Of this group three women were married, one was widowed and three were young girls. One of the married women, whose husband was in jail and who had a three-year-old child—the victim of infantile paralysis—was receiving her rent from a church society. The woman who was widowed also had her rent paid by a church society. Two of the girls received help from their respective fathers in addition to their living expenses, and one woman supported herself and invalid husband on her earnings in this position and in the canneries where she worked during the season with her grandchild, the two earning about $8.00 a week. She was a wiry, industrious Hawaiian woman of about sixty, and it took much persuasion to get her story from her. The Hawaiians are not beggars and few of the old stock have been known to seek alms.

The proprietor, on having these facts called to his attention, said that he could hire Chinese boys at $3.00 a week and have the work done more efficiently. Yet even Chinese boys dependent on their own efforts cannot subsist decently on $3.00 a week.

In her address before the National Conference of Charities and Corrections in Cleveland, held in June, 1912, Mrs. Florence Kelly, the dean and veritably the mother of industrial investigation, said:

“We cannot longer escape the knowledge that there is no more efficient cause of wholesale destitution in the United States than industry. It can be said with truth that poverty is the regular and inevitable byproduct of our present industry, as wealth is its normal product. We carry on our industry to produce wealth, and incidentally we produce wholesale poverty.

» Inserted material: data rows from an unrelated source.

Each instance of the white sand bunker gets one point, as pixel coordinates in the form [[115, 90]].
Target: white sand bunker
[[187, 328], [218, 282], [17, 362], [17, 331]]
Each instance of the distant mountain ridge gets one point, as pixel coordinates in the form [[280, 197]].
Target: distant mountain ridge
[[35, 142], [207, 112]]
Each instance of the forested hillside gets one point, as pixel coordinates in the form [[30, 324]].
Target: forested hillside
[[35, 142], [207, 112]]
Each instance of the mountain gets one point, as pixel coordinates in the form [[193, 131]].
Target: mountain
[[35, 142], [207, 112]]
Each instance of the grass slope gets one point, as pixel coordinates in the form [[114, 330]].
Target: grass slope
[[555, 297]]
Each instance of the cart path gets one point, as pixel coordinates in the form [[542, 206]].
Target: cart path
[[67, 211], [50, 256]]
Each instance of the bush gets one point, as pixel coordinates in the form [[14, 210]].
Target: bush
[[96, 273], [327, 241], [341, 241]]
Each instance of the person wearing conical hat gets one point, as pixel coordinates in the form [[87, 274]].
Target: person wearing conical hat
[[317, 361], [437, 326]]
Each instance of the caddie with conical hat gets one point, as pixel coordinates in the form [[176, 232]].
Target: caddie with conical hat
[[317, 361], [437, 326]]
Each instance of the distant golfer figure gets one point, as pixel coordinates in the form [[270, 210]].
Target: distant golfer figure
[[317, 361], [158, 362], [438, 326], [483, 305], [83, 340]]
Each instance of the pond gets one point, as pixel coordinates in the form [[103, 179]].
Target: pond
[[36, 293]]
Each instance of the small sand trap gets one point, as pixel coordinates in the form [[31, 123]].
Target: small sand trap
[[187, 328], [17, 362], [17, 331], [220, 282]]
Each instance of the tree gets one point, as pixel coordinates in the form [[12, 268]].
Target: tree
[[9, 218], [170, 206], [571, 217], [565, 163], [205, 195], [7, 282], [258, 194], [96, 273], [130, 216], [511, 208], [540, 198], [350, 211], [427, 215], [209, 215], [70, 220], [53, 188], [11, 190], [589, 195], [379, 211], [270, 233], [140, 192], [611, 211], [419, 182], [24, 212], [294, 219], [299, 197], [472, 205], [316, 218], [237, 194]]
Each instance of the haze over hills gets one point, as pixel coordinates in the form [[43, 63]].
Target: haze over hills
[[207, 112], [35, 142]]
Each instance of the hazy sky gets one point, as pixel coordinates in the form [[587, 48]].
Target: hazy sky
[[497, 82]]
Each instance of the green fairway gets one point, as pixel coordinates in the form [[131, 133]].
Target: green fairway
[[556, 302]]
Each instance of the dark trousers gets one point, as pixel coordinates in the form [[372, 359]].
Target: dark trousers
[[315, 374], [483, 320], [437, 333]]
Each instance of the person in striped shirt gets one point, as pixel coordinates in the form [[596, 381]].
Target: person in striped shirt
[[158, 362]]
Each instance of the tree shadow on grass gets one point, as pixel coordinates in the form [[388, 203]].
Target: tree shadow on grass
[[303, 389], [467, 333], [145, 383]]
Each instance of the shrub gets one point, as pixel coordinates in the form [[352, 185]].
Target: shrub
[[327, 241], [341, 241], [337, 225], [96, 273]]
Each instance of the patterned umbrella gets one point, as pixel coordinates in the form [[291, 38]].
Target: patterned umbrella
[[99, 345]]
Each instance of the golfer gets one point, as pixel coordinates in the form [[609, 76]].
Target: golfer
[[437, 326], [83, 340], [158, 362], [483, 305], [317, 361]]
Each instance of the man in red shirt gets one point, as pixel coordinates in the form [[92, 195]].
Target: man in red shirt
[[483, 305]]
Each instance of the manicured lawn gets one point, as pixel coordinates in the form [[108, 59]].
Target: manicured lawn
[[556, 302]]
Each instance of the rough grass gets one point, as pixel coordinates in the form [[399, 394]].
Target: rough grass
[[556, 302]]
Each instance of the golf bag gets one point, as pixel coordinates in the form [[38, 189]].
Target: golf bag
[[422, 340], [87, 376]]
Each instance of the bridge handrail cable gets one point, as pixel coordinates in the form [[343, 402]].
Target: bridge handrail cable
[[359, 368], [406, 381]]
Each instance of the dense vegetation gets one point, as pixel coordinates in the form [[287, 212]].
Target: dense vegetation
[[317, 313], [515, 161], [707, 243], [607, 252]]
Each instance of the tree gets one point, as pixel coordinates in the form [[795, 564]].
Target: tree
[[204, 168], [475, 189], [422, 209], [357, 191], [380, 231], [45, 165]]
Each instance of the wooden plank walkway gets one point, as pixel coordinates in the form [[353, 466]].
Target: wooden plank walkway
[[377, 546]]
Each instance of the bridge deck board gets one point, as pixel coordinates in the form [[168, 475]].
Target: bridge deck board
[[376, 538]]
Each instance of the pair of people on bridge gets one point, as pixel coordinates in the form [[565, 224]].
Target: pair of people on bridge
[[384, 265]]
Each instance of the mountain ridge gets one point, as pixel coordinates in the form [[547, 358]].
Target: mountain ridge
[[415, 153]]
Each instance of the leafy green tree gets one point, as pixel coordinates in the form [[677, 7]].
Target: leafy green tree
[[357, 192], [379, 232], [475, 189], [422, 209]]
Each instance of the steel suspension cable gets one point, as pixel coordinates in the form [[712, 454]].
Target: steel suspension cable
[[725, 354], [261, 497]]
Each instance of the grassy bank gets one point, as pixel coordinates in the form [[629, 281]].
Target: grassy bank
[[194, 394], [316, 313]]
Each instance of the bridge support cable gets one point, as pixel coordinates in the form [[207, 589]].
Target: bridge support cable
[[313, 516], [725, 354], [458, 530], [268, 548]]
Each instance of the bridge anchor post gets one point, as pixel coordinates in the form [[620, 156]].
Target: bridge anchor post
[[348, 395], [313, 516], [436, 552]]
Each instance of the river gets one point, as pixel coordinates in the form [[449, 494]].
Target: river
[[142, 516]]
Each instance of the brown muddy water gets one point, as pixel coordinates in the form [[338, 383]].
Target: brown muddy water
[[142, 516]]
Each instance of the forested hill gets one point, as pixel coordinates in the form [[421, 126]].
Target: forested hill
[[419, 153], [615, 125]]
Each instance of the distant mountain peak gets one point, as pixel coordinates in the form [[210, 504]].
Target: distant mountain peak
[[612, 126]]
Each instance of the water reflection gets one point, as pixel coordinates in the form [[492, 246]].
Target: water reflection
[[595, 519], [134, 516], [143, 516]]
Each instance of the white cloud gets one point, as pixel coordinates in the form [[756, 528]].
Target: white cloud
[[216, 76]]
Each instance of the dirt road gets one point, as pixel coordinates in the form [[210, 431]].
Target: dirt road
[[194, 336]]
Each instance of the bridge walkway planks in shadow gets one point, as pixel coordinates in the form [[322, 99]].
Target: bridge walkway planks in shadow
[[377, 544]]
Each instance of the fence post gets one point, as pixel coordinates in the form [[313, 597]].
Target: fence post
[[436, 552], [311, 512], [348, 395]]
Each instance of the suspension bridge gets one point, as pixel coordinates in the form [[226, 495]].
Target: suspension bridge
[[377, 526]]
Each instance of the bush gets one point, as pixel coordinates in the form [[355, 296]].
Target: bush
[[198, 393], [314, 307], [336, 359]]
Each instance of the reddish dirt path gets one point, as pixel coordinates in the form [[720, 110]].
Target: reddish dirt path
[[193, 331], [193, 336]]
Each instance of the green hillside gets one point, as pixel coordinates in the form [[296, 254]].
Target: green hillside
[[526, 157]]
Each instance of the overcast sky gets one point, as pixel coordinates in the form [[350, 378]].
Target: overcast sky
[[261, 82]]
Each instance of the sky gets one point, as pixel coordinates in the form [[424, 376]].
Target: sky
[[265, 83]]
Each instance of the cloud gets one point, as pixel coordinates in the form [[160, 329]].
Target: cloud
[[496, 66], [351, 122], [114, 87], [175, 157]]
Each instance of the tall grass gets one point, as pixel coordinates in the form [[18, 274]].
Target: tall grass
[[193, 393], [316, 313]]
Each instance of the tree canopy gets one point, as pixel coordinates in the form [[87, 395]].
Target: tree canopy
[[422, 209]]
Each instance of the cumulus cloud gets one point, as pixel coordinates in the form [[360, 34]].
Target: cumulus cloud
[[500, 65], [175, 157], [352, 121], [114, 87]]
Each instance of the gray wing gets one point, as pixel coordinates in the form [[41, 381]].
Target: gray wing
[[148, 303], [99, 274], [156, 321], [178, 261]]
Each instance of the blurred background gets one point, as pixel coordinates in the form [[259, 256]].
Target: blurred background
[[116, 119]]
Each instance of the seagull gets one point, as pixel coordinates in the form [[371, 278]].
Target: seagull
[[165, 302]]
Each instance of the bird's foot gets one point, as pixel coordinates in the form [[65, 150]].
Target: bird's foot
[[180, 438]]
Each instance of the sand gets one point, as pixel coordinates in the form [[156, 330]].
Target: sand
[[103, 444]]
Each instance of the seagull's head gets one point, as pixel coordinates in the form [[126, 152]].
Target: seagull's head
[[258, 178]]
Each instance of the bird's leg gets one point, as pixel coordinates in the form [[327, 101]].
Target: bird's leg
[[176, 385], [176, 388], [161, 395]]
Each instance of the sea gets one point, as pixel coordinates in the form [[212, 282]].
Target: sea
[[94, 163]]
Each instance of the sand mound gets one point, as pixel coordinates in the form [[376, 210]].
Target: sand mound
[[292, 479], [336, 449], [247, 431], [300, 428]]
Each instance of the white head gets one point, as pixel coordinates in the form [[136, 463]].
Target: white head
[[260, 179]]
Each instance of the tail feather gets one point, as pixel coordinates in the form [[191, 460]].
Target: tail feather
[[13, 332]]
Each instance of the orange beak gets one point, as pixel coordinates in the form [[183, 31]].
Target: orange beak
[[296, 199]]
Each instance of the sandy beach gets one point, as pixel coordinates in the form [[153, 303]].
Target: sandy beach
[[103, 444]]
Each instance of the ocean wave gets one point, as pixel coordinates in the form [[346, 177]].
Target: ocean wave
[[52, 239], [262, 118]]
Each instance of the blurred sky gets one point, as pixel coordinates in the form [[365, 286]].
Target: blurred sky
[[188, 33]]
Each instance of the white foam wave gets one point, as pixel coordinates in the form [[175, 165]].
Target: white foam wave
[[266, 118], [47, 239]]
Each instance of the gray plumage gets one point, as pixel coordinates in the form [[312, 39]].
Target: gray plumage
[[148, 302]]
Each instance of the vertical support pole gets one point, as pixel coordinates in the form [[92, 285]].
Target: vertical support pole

“Insufficient wages underlie a vast proportion of the need for correctional and reformatory work. They entail upon the community child labor, tuberculosis, underfeeding, lack of refreshing sleep and consequent nervous breakdown.

“They underlie industrial employment of mothers, whose neglected children fail in health and morals. The children in turn crowd the juvenile courts and custodial institutions....

“It behooves us all to put in practice as rapidly as we may some standard of payment for the working people having due relation to the expenditure of life itself, in the service of all, that is made by those who work for wages.”

A typical example of the spirit being developed among employers by a better knowledge of conditions is cited by Mrs. Kelley:

“A leading store in Boston—Filene’s—has for several months maintained a minimum wage of $8.00 a week. For many years this store had employed no one who had not finished the work of the eighth grade of the public schools. It has thus set for the whole country an example of retail trade as a field in which industry can be carried on under all the difficulties entailed by unlimited competition, with profit and success, and without producing poverty as its byproduct.”

In Honolulu working people can live comfortably on low wages,—in a greater degree of comfort than in any other community of which I have knowledge,—but in practically every family there is more than one wage-earner—the wife and children contributing their quota, however small.